Hypoglossal nerve palsy is a clinical syndrome characterized primarily by deviation of the tongue, retraction of the tongue, and dysarthria. The hypoglossal nerve is mainly composed of somatic efferent fibers and innervates both the intrinsic and extrinsic muscles of the tongue, including the styloglossus, hyoglossus, and genioglossus muscles.
I. Etiology
This condition is often triggered by secondary intracranial or extracranial lesions. Cranial nerve palsy (hypoglossal nerve palsy) resulting from cerebrovascular disease, brain tumors, or traumatic brain injury frequently presents in conjunction with hemiplegia. Syringobulbia, early-stage amyotrophic lateral sclerosis (ALS), deep high-cervical trauma, tabes dorsalis, tumors at the base of the tongue, and local inflammation can also directly or indirectly induce hypoglossal nerve palsy.
II. Diagnostic Points
- Unilateral hypoglossal nerve palsy: This is the most common clinical presentation. Upon protrusion, the tongue deviates toward the affected side, accompanied by atrophy of the ipsilateral tongue muscles. If the lesion involves the hypoglossal nucleus, fasciculations may be observed in the atrophied tongue muscles. Because the tongue muscle fibers decussate at the midline and receive bilateral innervation, the functional impairment resulting from a unilateral lesion is usually mild.
- Bilateral hypoglossal nerve palsy is clinically rare.
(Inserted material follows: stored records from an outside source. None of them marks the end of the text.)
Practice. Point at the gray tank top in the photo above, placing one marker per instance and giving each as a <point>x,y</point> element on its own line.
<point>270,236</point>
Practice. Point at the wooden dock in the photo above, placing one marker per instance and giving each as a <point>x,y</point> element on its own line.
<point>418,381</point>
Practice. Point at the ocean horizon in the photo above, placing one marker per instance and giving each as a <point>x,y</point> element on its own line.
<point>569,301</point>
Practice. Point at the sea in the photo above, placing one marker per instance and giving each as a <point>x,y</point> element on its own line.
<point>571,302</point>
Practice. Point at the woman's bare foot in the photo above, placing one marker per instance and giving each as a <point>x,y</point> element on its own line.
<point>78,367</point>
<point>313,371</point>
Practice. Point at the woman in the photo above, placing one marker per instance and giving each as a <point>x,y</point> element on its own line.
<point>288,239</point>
It manifests as complete paralysis of the tongue muscles, with the tongue unable to move and remaining fixed on the floor of the mouth. Articulation is notably impaired, making it difficult to produce lingual sounds; eating is obstructed. Retraction of the tongue may also lead to respiratory difficulty.
3. Treatment Plan
(I) Point Selection and Needling Technique
- **Upper Lianquan (Shanglianquan, extra point)** **Location:** At the midpoint of the line connecting CV23 (Lianquan) and the mental protuberance (chin bone). **Operation:** Use a 30-gauge, 1.5-cun filiform needle. After routine local disinfection, insert obliquely toward the root of the tongue to a depth of approximately 1.2 cun. **Needle sensation:** Distension and pain at the root of the tongue.
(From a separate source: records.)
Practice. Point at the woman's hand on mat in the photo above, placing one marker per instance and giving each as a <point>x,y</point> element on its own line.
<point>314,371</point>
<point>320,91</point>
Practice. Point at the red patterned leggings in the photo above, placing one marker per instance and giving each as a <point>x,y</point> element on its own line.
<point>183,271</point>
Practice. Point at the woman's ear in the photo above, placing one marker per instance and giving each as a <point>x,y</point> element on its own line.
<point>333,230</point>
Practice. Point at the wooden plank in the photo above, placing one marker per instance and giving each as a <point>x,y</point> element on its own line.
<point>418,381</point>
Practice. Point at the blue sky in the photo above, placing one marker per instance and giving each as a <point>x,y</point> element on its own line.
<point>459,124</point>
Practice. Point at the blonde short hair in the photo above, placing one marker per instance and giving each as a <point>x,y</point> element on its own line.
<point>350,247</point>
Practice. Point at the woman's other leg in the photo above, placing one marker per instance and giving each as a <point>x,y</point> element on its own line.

- **Taiyang (EX-HN5) penetrating to GB8 (Shuaigu) (bilateral)** **Location:** Taiyang (EX-HN5) is located in the temporal region, in the depression one finger-breadth posterior to the midpoint of the line connecting the lateral end of the eyebrow and the outer canthus. GB8 (Shuaigu) is located in the temporal region, 1.5 cun directly above the apex of the auricle. **Operation:** A 30-gauge, 2.5 cun filiform needle is selected. After routine local disinfection, a transverse (oblique) insertion is made from Taiyang (EX-HN5) toward GB8 (Shuaigu). **Needling sensation:** Local distension and pain.
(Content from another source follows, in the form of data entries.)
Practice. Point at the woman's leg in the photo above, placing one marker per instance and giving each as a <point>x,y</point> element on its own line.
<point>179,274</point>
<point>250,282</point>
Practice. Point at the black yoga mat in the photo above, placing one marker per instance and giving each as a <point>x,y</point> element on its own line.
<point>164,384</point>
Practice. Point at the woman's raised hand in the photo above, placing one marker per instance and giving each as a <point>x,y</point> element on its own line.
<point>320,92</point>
- **LI4 (Hegu) (Bilateral)** **Location:** On the dorsum of the hand, between the 1st and 2nd metacarpal bones, approximately at the midpoint of the radial side of the 2nd metacarpal bone. **Method:** Use a gauge-30, 2 cun filiform needle. After routine local disinfection, insert obliquely toward SI3 (Houxi) to a depth of about 1.8 cun. **Needling Sensation:** Local distension and soreness.
(2) Treatment Methods
The patient is seated. The points are needled according to the above-mentioned manipulations, and the needles are retained for 40 minutes. During retention, the needles are twisted once. Treatment is given once daily, with 10 sessions constituting one course. After completing a course, a 5-day rest is taken before proceeding to the next course.
IV. Commentary
Simple unilateral hypoglossal nerve palsy responds remarkably well to the aforementioned acupuncture therapy. In clinical practice, most patients develop this condition secondary to cerebrovascular disease or traumatic brain injury, often presenting with concurrent hemiplegia and a more complex clinical picture. Management should follow a comprehensive treatment approach for cerebrovascular disease, combining primary disease management with this set of acupoints (point selection). The recovery period for such patients is relatively prolonged, and tongue function tends to improve gradually alongside the recovery of hemiplegia and language function. Overall, this therapy demonstrates therapeutic benefit for both simple hypoglossal nerve palsy and hypoglossal nerve palsy secondary to intracranial pathology.